Dr Erich Voigt explains in this Business Insider video:

The nose filters all the air we breathe in and the first filter are actually the hairs that are present. They’re called vibrissae. 

The vibrissae, are helpful filters for large particles. It may be a problem when people trim those hairs too close, or if they pluck them, because there are germs that live at the base of the hair follicles and when the hair follicles are pulled out, the germs can go into that space and induce an infection.

Those infections are extremely dangerous and they can be lethal. The veins that drain the blood from the nose drain posteriorly to the same veins that go to drain the brain so the germs can travel from the front to the back from those veins and induce meningitis or brain abbesses.

It’s called the danger triangle.

But this, according to leading Harley Street otologist Gerald Brookes, is rubbish. He told Indy100 that the issue has been "overblown":

In my opinion there is no connection between plucking or trimming nasal hairs and local nasal infections, whilst the chances of any infection spreading to cause meningitis is remote. 

People can develop nasal tip infections from boils around the nostril hairs but that is invariably related to colonisation of the nasal skin with 'unfriendly' staphlococcal bacteria, not to hair trimming. 

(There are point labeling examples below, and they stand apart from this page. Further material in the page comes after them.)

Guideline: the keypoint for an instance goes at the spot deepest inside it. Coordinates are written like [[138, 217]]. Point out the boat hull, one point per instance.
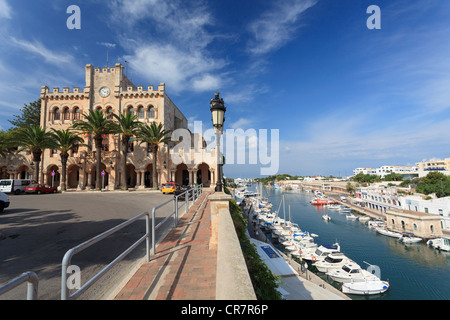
[[365, 288]]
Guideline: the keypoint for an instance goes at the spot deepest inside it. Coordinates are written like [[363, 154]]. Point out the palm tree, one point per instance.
[[97, 125], [7, 143], [36, 139], [66, 141], [154, 134], [127, 126]]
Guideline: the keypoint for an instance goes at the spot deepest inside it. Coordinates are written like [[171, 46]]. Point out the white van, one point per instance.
[[4, 201], [15, 186]]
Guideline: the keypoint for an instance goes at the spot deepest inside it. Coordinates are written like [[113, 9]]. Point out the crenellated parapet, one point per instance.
[[140, 92], [65, 93]]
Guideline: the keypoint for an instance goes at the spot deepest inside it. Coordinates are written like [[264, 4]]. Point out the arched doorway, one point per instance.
[[4, 172], [182, 175], [53, 179], [104, 180], [148, 176], [203, 175], [73, 176], [131, 175], [24, 173]]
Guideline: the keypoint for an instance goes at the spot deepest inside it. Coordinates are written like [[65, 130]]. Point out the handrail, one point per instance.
[[32, 287], [196, 192], [70, 253]]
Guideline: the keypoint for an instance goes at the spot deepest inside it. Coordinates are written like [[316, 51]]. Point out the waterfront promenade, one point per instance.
[[186, 262], [184, 267]]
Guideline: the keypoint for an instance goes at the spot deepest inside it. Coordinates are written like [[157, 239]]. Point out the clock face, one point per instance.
[[104, 92]]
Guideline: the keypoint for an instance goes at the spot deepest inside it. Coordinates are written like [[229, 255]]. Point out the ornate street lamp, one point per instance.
[[218, 110]]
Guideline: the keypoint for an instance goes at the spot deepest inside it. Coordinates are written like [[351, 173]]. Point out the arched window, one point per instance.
[[141, 112], [130, 146], [66, 114], [76, 113], [130, 109], [151, 112], [56, 114], [109, 113]]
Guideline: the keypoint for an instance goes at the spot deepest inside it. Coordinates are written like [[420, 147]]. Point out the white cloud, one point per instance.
[[207, 82], [5, 10], [242, 123], [180, 70], [107, 44], [277, 25], [177, 54], [39, 49]]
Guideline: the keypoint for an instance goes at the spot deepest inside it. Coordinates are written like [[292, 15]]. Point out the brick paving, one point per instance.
[[184, 266]]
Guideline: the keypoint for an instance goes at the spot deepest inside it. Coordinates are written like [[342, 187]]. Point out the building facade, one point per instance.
[[109, 90]]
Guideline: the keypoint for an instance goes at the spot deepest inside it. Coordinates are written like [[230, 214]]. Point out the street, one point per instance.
[[37, 230]]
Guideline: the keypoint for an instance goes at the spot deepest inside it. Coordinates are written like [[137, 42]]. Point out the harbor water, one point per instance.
[[414, 271]]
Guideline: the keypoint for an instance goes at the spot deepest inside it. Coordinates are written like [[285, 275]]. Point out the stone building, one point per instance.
[[109, 90], [421, 224]]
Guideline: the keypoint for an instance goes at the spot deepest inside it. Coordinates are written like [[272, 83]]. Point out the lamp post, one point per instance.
[[218, 118]]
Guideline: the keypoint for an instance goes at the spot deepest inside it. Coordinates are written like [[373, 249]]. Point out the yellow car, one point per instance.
[[169, 187]]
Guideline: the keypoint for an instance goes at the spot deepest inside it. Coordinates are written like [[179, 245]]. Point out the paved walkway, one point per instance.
[[184, 267]]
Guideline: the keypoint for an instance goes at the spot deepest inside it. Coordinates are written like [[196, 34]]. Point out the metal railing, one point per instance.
[[69, 254], [193, 193], [32, 287]]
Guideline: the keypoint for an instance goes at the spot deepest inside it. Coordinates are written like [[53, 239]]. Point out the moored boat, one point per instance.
[[351, 272], [388, 233], [409, 238], [332, 261], [369, 287], [440, 243]]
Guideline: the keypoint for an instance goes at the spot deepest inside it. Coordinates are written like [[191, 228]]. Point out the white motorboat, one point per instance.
[[364, 219], [373, 224], [409, 238], [320, 253], [388, 233], [369, 287], [332, 261], [351, 272], [440, 243]]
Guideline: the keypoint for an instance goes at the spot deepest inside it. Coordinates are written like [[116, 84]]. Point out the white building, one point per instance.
[[385, 198], [385, 170], [364, 171]]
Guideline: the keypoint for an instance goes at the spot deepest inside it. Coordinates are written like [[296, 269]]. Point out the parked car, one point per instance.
[[4, 201], [181, 190], [15, 186], [39, 188], [169, 187]]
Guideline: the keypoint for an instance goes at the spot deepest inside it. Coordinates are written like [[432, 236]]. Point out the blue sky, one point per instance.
[[342, 96]]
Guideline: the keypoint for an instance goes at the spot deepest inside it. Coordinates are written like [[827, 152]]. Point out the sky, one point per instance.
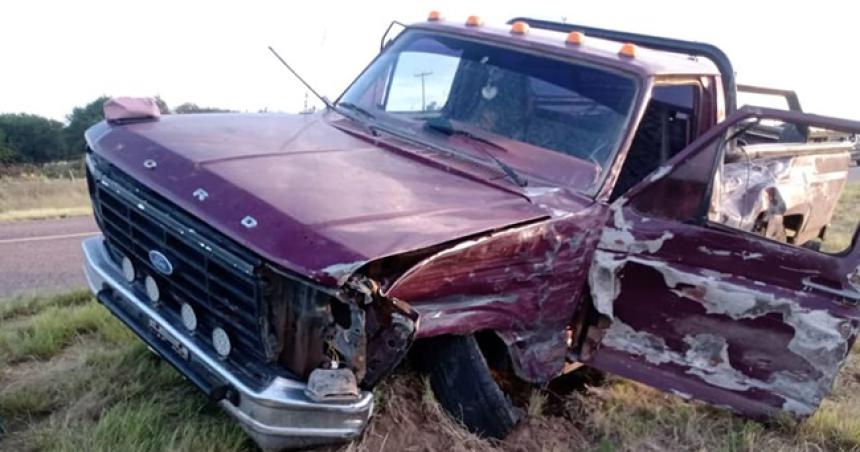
[[55, 55]]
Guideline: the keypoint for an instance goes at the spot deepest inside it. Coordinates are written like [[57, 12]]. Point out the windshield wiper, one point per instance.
[[361, 110], [447, 128]]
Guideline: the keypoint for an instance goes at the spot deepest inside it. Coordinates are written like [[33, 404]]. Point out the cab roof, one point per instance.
[[647, 62]]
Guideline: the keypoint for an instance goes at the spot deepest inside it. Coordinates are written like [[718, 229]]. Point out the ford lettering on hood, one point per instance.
[[304, 193]]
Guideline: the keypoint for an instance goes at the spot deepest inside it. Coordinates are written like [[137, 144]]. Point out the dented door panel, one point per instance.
[[717, 314]]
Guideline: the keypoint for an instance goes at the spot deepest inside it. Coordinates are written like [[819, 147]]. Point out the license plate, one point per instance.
[[169, 338]]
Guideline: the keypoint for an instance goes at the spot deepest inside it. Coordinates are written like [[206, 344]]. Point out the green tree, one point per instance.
[[189, 107], [32, 138], [7, 154], [81, 119], [162, 105]]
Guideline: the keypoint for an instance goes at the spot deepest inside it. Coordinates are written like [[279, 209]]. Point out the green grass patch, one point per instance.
[[74, 378], [52, 329], [28, 306]]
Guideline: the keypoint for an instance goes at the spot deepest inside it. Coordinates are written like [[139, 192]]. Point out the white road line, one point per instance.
[[48, 237]]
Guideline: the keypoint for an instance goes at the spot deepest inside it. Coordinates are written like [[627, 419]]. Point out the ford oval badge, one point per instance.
[[160, 262]]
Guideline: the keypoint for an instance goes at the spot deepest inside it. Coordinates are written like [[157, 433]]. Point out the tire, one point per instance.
[[464, 386]]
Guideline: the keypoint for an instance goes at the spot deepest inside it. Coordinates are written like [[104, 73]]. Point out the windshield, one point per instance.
[[546, 119]]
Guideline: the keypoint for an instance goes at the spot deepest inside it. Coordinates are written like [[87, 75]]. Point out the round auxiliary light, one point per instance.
[[221, 342], [189, 317], [575, 38], [152, 291], [128, 271], [628, 50], [519, 28]]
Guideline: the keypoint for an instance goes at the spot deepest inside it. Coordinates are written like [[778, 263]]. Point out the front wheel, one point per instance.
[[464, 386]]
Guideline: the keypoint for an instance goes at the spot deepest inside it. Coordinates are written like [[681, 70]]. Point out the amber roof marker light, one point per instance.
[[575, 38], [628, 50], [474, 21], [519, 28]]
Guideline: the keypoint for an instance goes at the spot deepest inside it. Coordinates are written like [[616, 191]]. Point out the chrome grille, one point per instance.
[[222, 281]]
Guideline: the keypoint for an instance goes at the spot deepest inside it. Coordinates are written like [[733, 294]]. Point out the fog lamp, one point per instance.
[[128, 271], [221, 342]]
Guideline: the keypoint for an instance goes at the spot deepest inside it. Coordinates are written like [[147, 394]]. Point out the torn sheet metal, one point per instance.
[[712, 339]]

Most cases of meningitis and frontal lobe brain abscesses, which from my 25-year experience at the National Hospital for Neurology & Neurosurgery, Queen Square, where many of the cases would be preferentially referred for specialist treatment, are very rare, and  are secondary to suppurating untreated sinus infections. 

In contrast, the nasal tip is equisitely sensitive and a local infection due to a boil around a hair follicle will cause severe pain early on, prompting the patient to seek antibiotic treatment much sooner rather than later.  I seriously think therefore that it would almost impossible for an simple infection like this to cause a septicaemia and intra-cranial complications.  

Brookes says the video has 'grossly exaggerated' a theoretical problem, rather than a clinical one.